Actual USE flags I guess? If you ultimately want these is a different question though
USE flags and profiles.
I have one old laptop where I decided to test some more obscure Gentoo setups. I chose musl as libc and took llvm toolchain to compile stuff. (All experimental)
It’s honestly cool stuff, but I don’t think a lot of people actually actively want that.
I tried something similar with Exherbo once but couldn’t get it to boot after installation, I don’t remember the specifics but I tried using libressl instead of openssl.
Interesting, looked at the Gentoo docs to understand USE flags. Nix has similar capabilities, where some packages expose configuration options that apply to the build, but it’s not a overtly named feature consistently applies across all packages. It seems that something like USE flags could be implemented rather easily by Nix but was either deemed not necessary or was an oversight. You can still change the build for any package but it might involve introspecting the package definition to figure out what to change so not meant as a first class mechanism like USE flags.
Edit: found this: https://github.com/NixOS/nixpkgs/issues/12877
USE flags have some inherent “issues” or rather downsides that make them non-options for some distributions.
First, they create a much larger number of package variants, simplified 2^(number of USE flags applicable to package). This is fine if you don’t want to supply binaries to your users.
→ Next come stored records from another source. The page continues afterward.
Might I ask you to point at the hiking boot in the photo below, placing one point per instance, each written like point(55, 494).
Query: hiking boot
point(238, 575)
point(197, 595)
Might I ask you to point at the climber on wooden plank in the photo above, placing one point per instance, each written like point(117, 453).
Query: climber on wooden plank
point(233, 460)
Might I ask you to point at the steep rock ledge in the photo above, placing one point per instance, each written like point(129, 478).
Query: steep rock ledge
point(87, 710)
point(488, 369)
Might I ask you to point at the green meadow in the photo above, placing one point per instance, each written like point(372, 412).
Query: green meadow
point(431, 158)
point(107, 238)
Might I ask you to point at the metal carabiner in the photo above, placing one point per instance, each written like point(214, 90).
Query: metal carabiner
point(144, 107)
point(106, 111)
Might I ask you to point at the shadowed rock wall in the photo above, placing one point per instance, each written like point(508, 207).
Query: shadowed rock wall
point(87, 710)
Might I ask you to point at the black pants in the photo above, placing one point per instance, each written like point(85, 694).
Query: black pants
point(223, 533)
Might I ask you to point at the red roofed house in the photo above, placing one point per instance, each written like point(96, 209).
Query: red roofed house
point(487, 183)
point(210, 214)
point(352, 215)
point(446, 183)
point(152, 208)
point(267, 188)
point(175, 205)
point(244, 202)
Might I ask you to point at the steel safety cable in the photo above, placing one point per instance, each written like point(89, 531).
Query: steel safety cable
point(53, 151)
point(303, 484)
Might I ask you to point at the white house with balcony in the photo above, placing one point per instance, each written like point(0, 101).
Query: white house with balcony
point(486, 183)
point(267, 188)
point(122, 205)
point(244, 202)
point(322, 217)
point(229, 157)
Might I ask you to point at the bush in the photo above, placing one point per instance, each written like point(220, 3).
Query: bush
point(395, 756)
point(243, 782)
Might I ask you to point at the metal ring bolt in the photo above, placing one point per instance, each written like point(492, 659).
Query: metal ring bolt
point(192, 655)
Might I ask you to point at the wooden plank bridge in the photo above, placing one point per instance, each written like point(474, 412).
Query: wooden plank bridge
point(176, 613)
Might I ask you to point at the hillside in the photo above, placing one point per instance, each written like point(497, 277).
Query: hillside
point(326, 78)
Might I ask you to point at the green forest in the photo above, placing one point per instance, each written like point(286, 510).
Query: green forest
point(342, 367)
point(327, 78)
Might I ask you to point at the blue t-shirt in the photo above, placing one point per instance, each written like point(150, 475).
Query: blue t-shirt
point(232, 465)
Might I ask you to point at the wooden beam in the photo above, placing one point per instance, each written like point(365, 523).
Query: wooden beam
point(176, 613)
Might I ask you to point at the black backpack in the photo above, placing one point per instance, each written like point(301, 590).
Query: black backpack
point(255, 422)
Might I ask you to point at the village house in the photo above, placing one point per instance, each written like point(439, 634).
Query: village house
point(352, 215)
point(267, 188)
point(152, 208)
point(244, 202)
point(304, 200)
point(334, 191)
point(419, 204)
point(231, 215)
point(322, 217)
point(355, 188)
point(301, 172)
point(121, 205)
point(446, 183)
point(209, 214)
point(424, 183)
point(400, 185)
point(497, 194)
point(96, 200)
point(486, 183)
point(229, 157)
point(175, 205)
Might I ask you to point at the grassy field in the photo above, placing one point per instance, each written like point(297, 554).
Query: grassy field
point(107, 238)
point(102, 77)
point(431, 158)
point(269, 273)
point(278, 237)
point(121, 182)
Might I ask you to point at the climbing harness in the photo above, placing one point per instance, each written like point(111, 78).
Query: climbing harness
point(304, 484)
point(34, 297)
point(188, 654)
Second, the gain they bring to the average workstation is rather insignificant today. Users usually want all functionality available and not save 30 kb of RAM and then suddenly have to rebuild world because they find out they’re missing a USE flag that they suddenly need. Also, providing any kind of support for a system where the user doesn’t run the binaries you provided and maybe even changed dependencies (e.g. libressl instead of openssl) is probably impossible.
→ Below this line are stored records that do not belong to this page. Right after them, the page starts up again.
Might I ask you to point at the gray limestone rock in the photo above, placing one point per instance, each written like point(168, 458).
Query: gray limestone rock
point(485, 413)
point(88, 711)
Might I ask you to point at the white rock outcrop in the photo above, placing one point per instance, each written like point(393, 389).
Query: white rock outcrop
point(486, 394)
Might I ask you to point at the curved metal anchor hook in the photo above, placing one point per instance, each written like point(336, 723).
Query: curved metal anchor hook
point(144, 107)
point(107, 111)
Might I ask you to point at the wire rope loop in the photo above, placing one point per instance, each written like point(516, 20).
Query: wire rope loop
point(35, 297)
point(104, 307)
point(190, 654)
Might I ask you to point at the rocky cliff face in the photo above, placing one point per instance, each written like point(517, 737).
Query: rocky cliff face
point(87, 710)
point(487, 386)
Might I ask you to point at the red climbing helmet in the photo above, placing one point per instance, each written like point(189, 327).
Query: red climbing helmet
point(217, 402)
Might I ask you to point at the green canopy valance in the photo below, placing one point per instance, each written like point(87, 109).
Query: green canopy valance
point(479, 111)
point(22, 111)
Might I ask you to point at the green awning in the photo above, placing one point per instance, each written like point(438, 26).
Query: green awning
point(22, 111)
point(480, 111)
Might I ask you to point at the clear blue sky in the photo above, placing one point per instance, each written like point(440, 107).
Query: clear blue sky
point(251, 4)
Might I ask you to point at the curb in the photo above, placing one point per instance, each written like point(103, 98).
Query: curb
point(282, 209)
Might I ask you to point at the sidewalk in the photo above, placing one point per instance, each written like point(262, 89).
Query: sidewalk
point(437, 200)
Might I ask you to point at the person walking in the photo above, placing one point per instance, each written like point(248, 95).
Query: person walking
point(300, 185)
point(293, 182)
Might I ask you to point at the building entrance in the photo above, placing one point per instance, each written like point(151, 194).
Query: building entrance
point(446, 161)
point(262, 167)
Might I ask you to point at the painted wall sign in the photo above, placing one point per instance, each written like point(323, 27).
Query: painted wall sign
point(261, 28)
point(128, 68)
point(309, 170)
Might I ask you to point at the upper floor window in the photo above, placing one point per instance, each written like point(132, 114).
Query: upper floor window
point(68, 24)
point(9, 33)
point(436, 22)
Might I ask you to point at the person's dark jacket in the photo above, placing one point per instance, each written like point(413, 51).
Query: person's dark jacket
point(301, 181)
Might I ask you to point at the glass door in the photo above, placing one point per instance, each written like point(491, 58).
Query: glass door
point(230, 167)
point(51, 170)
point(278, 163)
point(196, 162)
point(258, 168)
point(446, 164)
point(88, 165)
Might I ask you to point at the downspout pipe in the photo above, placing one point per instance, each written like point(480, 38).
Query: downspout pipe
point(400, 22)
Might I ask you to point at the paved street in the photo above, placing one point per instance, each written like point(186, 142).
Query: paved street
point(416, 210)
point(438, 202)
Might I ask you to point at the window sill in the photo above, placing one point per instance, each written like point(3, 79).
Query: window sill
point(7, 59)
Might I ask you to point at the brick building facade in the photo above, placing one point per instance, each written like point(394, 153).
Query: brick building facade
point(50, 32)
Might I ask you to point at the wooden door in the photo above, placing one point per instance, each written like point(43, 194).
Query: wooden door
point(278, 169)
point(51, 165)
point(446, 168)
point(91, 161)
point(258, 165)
It’s very cool stuff if you want to build a system very specific to your needs and hardware, and I do believe that NixOS could have profited in some parts from it, but I don’t have specific ideas.
Yeah that thread i linked does talk about combinatorial explosion that would result in either a unmaintainable cache size or basically no caching at all of binaries. Your point about premature optimization is good. It makes me think that the seeming ignorance of USE flags by Nix was intentional.
I did it once on the first intel MacBook. It compiled for like 14 hours.